Orange Peel Caviar
Orange Peel Caviar is my spoonable relish-like mixture of chopped candied orange rinds spiked with liqueur. A dollop or two of this preserve, adds solid orange flavor to any dish, batter, dough or ice cream base. I love it added to yogurt or steel cut oats or berry pies and cobblers.
- 6 - 7 Oranges Peeled
- 2 cups sugar
- 2 cups water
- 1 - 2 tablespoon orange liqueur or brandy (Grand Marnier, Triple Sec)
|Peel oranges, first cut "north pole" off, and then the "south pole" off
|Going lengthwise down the orange make five evenly spaced slits into the peel, to facilitate removal of peel from orange.
|Slice peel section into thick julienne widths, like the size of shoestring potatoes, or a little larger.

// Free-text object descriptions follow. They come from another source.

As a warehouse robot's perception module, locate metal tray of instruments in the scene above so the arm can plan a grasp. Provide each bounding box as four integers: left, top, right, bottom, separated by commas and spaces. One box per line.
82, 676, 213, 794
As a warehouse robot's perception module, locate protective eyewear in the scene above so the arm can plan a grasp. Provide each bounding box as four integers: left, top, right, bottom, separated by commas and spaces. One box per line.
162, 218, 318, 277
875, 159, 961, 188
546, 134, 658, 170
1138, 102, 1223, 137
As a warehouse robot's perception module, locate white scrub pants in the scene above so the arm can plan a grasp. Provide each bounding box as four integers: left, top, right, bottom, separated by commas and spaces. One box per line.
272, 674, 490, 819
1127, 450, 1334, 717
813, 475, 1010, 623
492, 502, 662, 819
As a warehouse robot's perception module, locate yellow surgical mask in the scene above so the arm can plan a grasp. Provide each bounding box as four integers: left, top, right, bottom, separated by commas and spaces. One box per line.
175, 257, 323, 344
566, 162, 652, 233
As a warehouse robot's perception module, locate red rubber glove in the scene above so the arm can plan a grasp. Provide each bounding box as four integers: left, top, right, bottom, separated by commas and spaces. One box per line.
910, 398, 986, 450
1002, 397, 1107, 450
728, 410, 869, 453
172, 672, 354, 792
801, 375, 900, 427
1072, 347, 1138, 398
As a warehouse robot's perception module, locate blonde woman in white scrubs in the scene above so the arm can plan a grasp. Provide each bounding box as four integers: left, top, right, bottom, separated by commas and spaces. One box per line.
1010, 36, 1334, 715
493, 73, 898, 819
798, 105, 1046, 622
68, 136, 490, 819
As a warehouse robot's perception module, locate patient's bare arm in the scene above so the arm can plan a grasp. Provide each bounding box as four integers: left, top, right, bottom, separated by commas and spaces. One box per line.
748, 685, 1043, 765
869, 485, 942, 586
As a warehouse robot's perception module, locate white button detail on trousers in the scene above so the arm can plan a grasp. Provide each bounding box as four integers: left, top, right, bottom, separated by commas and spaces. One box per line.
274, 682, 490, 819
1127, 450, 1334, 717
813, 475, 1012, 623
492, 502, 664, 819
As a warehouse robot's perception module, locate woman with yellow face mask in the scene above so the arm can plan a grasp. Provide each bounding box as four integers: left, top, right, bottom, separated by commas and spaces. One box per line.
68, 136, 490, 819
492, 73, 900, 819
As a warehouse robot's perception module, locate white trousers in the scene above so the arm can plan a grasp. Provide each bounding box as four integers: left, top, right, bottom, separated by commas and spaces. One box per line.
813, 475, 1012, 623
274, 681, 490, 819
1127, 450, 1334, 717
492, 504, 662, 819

|Put peels in nonreactive pan, add sugar and water and stir to dissolve.
|Simmer slowly for about ten minutes and remove from heat.
|Let pan cool and reheat the pan at a later time and simmer gently, and shut off heat. Do this a couple more times in the days to come adding more orange peel is fine. The orange peel will candy that is look bright and shiny and firmer, and the runny liquid will become more of a syrup.
|Place orange peel in food processor. Add a tablespoon or two of Grand Marnier or Triple Sec or Patron Orange Liqueur and pulse until minced and chunky, and spreadable.
|Place orange peel mixture in jars, leaving 1/2 inch air space and add lid, tighten and place in simmering water bath for 10-15 minutes and then remove to cool. If you prefer not to can the mixture, you can freeze it and scoop the orange peel caviar as needed from a ziploc bag or sealed container.